その音は教室中に響いて、クラスメイト達が何事かとこちらを振り向く。
「陽毬ちゃん?」
私の異変にやっと気づいたのか、羽柴くんが戸惑いながら声をかけてくるけれど、その声には反応してあげない。
奈緒の隣に席を移動した私は、必ず鞄に入れて持ち歩いている、あるスポーツ雑誌を取り出して目的のページを開く。
「この人が私の婚約者です」
そう言って机の上に雑誌を置く。
「え…っ」
そこに載っている人物を見た彼は、目を見開いたまま動かなくなった。
そりゃそうだ。
その人物が自分よりも遥かに整った容姿をしていて、雑誌に取り上げられるほどの実力を持ったアスリートだったんだから。

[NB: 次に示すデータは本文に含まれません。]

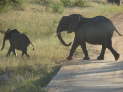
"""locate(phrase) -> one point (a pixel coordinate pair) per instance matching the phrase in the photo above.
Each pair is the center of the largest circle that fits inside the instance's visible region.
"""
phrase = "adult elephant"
(96, 30)
(17, 40)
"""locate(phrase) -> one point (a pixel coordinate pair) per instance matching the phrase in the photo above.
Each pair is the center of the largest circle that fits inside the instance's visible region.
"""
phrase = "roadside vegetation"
(39, 20)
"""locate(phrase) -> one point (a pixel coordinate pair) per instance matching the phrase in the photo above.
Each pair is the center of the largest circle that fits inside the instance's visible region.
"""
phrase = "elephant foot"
(86, 58)
(69, 58)
(100, 58)
(117, 56)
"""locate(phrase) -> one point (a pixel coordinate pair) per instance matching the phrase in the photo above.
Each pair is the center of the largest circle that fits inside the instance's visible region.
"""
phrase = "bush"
(67, 3)
(6, 4)
(80, 3)
(57, 7)
(71, 3)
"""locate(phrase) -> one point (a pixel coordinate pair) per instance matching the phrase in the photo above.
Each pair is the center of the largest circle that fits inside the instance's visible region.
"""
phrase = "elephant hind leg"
(101, 56)
(25, 52)
(73, 48)
(83, 46)
(113, 51)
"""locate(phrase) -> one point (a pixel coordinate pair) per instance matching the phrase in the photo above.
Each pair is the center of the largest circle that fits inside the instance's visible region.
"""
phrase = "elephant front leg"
(83, 46)
(9, 52)
(101, 56)
(74, 46)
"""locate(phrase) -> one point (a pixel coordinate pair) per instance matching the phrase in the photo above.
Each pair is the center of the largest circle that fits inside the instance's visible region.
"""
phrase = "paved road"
(89, 76)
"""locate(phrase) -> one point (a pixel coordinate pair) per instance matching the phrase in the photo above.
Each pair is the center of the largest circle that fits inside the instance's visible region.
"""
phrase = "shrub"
(67, 3)
(57, 7)
(80, 3)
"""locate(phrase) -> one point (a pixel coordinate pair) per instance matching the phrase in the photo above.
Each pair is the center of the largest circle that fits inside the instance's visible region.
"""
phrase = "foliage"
(57, 7)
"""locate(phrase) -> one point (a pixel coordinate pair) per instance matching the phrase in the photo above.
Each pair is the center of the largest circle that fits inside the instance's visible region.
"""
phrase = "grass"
(32, 74)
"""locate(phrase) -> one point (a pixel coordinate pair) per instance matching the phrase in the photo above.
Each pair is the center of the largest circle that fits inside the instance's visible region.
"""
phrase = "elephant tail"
(118, 32)
(32, 46)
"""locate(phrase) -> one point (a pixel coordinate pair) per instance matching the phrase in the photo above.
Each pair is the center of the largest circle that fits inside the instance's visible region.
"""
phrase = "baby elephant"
(17, 40)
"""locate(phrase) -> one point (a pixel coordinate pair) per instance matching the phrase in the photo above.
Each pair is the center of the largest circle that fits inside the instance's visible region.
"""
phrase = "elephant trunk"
(3, 44)
(2, 31)
(61, 40)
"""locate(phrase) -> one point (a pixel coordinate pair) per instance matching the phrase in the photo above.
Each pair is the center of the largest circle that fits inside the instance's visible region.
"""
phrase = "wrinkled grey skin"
(17, 40)
(114, 2)
(97, 30)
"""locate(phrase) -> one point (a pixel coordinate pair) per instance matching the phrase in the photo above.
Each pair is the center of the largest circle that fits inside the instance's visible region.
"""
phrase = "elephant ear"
(75, 19)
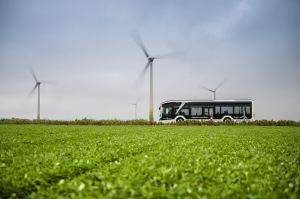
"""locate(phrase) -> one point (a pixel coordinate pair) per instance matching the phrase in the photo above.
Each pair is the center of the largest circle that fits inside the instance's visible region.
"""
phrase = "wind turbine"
(214, 91)
(135, 109)
(38, 86)
(149, 65)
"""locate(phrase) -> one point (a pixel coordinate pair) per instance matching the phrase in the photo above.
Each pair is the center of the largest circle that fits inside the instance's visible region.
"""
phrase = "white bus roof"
(228, 100)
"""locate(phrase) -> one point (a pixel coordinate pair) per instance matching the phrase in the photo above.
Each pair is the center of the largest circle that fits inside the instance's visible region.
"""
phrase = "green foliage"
(86, 121)
(50, 161)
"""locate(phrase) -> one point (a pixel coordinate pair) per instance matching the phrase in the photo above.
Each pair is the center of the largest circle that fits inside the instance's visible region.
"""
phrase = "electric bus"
(215, 110)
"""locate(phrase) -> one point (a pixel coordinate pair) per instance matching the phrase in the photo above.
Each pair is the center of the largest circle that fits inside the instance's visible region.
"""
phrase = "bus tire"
(180, 119)
(227, 119)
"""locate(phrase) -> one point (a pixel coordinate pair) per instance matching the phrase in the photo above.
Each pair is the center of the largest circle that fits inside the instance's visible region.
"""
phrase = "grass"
(48, 161)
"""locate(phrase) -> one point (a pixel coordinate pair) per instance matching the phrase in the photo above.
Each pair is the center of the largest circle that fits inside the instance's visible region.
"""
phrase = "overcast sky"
(86, 48)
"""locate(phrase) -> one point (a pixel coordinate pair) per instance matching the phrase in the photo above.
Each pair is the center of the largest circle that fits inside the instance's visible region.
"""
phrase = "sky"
(86, 50)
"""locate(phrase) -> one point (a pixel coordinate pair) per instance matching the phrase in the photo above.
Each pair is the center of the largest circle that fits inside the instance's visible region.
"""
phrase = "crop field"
(51, 161)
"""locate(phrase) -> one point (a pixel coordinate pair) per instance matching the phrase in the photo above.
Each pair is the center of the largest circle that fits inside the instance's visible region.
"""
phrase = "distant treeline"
(145, 122)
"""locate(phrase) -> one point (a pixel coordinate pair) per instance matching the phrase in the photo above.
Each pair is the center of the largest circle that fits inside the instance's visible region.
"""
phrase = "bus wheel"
(227, 119)
(179, 119)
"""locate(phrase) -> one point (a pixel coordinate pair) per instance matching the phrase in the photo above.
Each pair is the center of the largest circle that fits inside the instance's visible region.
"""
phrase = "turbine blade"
(221, 84)
(167, 55)
(210, 90)
(32, 90)
(142, 74)
(33, 75)
(140, 43)
(48, 82)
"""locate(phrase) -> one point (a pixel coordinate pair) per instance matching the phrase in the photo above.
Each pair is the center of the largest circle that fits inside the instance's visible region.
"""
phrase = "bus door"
(208, 112)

「私は彼と生まれた時から婚約を結んでるの。私は彼しか好きにならないし、なりたくもない。
私に好意を持ってくれるのは素直に嬉しい。ありがとう」
人から好かれることは嬉しい。
私の何かに惹かれてくれたということだから。
それはとても嬉しいこと。
でも…。
「でも、これ以上は私に近づかないでほしい。これ以上近づかれると、羽柴くんを嫌いになってしまいそうだから」
友達としてなら、仲良くなれる。
真緒と長岡くんの幼なじみなんだから、根は良い人だと思うんだ。